Aug. 31 (Bloomberg) -- Investors added $83 million to high- yield bond funds, the first infusion in 12 weeks, seeking to capitalize on gains in high-risk debt, JPMorgan Chase & Co. said, citing AMG Data Services.

The increase signals the panic that caused money markets to freeze up and delayed 50 bond sales may be abating. High-yield mutual funds had reported outflows of $3.8 billion in the past 11 weeks, JPMorgan said yesterday, citing data from Arcata, California-based AMG.

High-yield bonds returned 1 percent in August, an annualized rate of about 13 percent, after losing 3.1 percent in July, the worst performance in five years. Investor appetite for speculative-grade debt had plunged as losses from subprime mortgage securities spread throughout credit markets, prompting investors to retreat from all but the safest of debt.

``It's a pleasant surprise,'' said Andrew Feltus, who helps oversee $9 billion as a senior vice president and fund manager with Pioneer Investment Management in Boston. ``It may not be a time to be all in, but it's definitely time to be adding.''

Investment-grade bond funds reported a fourth consecutive week of outflows for the period ended Aug. 29, with investors pulling out $75 million, compared with $940 million last week, according to JPMorgan in New York. Investment-grade bonds have returned an annualized 14.5 percent this month, compared with 3.41 percent in July, Merrill Lynch & Co. index data show.
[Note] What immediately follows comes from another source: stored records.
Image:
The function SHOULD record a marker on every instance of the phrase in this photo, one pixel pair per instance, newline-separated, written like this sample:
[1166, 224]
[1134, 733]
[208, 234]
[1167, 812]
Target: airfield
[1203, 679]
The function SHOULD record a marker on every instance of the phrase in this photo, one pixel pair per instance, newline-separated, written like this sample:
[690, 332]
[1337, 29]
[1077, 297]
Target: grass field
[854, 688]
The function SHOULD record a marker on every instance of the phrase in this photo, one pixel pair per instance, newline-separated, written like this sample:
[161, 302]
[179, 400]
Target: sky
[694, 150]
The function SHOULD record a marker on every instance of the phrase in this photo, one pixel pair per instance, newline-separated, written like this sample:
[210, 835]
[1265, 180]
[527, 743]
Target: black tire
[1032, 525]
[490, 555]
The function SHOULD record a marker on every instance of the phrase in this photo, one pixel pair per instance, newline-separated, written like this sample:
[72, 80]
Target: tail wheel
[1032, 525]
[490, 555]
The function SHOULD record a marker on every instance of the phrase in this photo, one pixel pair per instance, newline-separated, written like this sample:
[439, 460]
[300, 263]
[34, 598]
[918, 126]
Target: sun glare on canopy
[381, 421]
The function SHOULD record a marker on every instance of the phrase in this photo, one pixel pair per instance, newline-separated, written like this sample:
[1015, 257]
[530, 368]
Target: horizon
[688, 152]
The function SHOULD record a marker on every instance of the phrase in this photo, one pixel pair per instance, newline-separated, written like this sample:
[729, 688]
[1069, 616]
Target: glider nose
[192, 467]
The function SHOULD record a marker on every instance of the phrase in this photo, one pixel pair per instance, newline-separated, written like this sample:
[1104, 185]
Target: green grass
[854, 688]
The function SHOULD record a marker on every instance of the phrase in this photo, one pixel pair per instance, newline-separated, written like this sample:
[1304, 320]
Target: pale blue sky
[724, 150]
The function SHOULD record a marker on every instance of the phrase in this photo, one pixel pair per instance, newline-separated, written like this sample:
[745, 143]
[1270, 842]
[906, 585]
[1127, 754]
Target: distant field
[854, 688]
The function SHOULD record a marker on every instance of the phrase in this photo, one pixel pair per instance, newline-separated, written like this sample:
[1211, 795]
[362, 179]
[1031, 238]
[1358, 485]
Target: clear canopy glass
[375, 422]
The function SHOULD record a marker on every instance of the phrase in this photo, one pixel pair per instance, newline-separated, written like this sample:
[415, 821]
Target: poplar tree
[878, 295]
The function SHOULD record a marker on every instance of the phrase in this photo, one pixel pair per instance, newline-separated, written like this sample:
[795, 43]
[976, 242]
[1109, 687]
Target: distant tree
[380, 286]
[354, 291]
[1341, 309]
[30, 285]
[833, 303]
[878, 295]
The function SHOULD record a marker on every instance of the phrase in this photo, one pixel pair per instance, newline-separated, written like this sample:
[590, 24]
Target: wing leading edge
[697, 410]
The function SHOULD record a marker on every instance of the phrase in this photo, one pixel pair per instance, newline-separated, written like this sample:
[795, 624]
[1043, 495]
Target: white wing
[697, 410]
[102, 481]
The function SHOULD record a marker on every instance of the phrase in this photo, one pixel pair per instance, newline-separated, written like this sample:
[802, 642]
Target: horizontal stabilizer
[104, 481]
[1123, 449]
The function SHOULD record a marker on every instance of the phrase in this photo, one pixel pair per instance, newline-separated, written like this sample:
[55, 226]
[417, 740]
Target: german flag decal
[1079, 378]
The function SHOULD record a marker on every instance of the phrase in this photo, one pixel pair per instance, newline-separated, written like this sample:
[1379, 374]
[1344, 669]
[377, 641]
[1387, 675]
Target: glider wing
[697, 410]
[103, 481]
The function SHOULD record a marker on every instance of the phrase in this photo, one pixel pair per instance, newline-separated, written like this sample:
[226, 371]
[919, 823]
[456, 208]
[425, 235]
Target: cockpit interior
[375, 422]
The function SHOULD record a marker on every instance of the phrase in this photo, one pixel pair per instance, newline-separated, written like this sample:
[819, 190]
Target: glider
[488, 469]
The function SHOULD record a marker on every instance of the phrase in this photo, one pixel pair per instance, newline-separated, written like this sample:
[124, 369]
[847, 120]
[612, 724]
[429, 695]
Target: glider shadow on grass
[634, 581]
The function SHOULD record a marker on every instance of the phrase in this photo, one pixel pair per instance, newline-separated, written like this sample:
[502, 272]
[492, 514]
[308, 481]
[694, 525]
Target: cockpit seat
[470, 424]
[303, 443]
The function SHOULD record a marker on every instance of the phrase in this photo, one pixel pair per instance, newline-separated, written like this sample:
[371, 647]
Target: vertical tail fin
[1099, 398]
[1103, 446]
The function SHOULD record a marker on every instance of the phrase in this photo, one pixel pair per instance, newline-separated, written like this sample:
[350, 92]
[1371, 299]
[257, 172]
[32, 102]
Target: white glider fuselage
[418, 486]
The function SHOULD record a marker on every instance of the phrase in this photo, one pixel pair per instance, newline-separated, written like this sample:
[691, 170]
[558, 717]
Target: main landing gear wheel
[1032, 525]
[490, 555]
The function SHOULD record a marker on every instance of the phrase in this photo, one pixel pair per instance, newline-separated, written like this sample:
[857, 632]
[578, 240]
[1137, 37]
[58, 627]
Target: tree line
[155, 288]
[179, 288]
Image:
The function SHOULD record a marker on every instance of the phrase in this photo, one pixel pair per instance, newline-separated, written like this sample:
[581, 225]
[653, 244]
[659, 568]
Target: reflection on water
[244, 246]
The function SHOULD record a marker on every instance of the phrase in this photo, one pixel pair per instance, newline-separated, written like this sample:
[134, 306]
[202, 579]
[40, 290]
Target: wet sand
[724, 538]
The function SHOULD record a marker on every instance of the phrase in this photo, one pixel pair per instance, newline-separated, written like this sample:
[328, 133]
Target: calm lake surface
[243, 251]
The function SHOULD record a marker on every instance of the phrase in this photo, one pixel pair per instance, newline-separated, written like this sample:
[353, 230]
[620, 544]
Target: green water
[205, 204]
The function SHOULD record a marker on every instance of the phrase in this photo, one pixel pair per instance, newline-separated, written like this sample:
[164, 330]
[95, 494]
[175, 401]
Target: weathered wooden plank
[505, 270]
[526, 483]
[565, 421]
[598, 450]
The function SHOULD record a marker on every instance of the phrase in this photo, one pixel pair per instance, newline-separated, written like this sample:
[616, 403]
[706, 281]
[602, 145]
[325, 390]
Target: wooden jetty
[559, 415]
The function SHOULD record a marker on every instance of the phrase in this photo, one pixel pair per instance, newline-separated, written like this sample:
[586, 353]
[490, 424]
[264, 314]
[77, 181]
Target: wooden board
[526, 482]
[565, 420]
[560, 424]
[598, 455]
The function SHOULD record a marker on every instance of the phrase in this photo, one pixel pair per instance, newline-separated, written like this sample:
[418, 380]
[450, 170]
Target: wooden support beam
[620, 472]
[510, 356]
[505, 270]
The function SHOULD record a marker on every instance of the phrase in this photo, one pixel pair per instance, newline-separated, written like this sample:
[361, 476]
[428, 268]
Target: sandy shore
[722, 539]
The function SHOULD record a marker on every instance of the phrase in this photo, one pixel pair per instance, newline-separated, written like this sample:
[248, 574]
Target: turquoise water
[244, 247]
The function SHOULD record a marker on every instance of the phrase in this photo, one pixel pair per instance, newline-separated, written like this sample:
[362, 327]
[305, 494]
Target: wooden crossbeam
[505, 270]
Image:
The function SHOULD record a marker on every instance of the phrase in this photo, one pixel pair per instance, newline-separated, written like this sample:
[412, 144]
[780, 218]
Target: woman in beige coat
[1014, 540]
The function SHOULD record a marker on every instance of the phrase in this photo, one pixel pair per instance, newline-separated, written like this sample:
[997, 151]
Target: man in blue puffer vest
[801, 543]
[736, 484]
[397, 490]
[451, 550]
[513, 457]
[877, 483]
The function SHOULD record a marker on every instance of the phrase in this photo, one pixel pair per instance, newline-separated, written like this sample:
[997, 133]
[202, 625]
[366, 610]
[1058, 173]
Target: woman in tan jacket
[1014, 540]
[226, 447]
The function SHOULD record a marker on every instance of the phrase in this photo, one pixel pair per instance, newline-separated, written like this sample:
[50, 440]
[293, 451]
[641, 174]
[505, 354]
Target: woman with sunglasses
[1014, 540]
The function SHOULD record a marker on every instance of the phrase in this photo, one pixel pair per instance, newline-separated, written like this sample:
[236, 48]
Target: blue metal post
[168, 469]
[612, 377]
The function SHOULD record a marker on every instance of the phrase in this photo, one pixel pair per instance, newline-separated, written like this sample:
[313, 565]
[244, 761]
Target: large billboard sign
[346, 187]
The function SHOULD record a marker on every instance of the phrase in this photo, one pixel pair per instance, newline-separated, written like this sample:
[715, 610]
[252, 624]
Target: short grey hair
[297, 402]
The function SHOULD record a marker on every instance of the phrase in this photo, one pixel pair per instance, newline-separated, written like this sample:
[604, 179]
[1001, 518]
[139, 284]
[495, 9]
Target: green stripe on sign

High-yield, or junk-rated, companies have ratings of Ba1 and below at Moody's Investors Service and BB+ and lower at Standard & Poor's.

Private Equity Firms

The return of money to junk bonds may be good news for private equity firms such as Kohlberg Kravis Roberts & Co. and Blackstone Group LP, both based in New York, which are among leveraged buyout firms planning to sell more than $320 billion in bonds and loans to finance purchases this year.

The extra yield above U.S. Treasuries rose 5 basis points yesterday to 448 basis points, according to Merrill Lynch. The gap narrowed to a record low of 241 basis points on June 5. A basis point is 0.01 percentage point.

President George W. Bush and Federal Reserve Chairman Benjamin S. Bernanke both pledged today to help prevent the credit crisis from expanding. Bush promised to help people with risky subprime mortgages keep their homes and tighten safeguards against predatory lending, while rejecting a bailout for ``speculators.'' Bernanke said the Fed will ``act as needed'' to stop the credit market rout from undoing the six-year economic expansion.

High-Yield Buyers

Investors such as James Swanson, chief investment strategist at MFS Investment Management, Matthew Eagan, portfolio manager at Loomis Sayles & Co., and Nuveen Investment Management's Manny Labrinos this month said they are buying some high-yield debt. Eric Takaha, director of corporate credit at San Mateo, California-based Franklin Resources Inc., is looking for bonds of companies that generate cash and pay down debt. Franklin Resources manages $160 billion of fixed-income assets.

``We are finding value, but we're not at the point in time where this is the cheapest place to be,'' Takaha said.

The top two performing high-yield funds year-to-date are the AFBA 5Star High Yield Fund and the Julius Baer Global High Income Fund, according to data compiled by Bloomberg. The $19 million AFBA fund has returned 2.31 percent and the $197 million Julius Baer fund is up 2.2 percent, Bloomberg data show.

High-yield fund managers said they base their confidence on rising corporate profits and low default rates.

Companies in the S&P 500 reported a 9.8 percent increase in second-quarter earnings, data compiled by Bloomberg show. About 66 percent of the 480 companies reported net income that beat analysts' expectations.

The global default rate on high-yield corporate bonds is at 1.5 percent, near a 12-year low of 1.4 percent in June, according to Kenneth Emery, director of corporate default research at New York-based Moody's, the ratings unit of Moody's Corp.